Berkshire Hathaway Inc chairman Warren Buffett said the company plans to buy more auto dealerships, regardless of the interest-rate outlook, in part because the price of entry is reasonably predictable.
If US Federal Reserve Chair “Janet Yellen came up and whispered into my ear what she was going to do for the next two years, it wouldn’t make a difference what we’d do,” he said on Tuesday in New York at the 2015 Automotive Forum held by J.D. Power and the National Automobile Dealers Association. “We don’t want to get out of the game based on what we think somebody might do.”
Buffett, who has said auto sales have rebounded faster than he expected, this month completed the purchase of the Van Tuyl Group, the largest closely held US car-dealership group. The billionaire wrote in his annual letter to shareholders that Berkshire plans to build its vehicle-retailing business with more acquisitions.
Consumers in the US bought about 16.5 million cars and light trucks last year, according to researcher Autodata Corp, the most since 2006. Annual auto sales are on track to exceed 16 million for the second year in a row, according to data compiled by Bloomberg.
With a healthy auto industry, dealerships remain an attractive investment with well-understood economics.
“The prices are fairly well established in the industry,” Buffett said. “You’re not talking biotech or something you can dream of this or that.
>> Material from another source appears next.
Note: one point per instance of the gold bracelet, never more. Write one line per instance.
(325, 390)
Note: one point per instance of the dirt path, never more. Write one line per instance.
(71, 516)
You can look at the operation and see what they’re doing and see what their competition is. You can guess within 5 to 10 percent what the eventual price is going to be when you’re looking at any dealership, whether we make the deal or not.”
Separately, Buffett said in an interview with CNBC on Tuesday that the eurozone could withstand Greece’s departure from the currency union.
“If it turns out the Greeks leave, that may not be a bad thing for the euro,” Buffett said. “If everybody learns that the rules mean something and if they come to general agreement about fiscal policy among members, or something of the sort, that they mean business, that could be a good thing.”
Europe’s most-indebted state is locked in negotiations with eurozone countries and the IMF over the terms of its 240 billion euro (US$257.5 billion) rescue. The standoff, which has left Greece dependent upon European Central Bank loans, risks leading to a default within weeks and its potential exit from the eurozone.
Buffett said that over time, the countries in the eurozone would need to better coordinate their labor laws, fiscal deficits and general management of their economies.
“It can’t continue with people going in dramatically different directions,” Buffett said. “The Germans are not going to fund the Greeks forever.”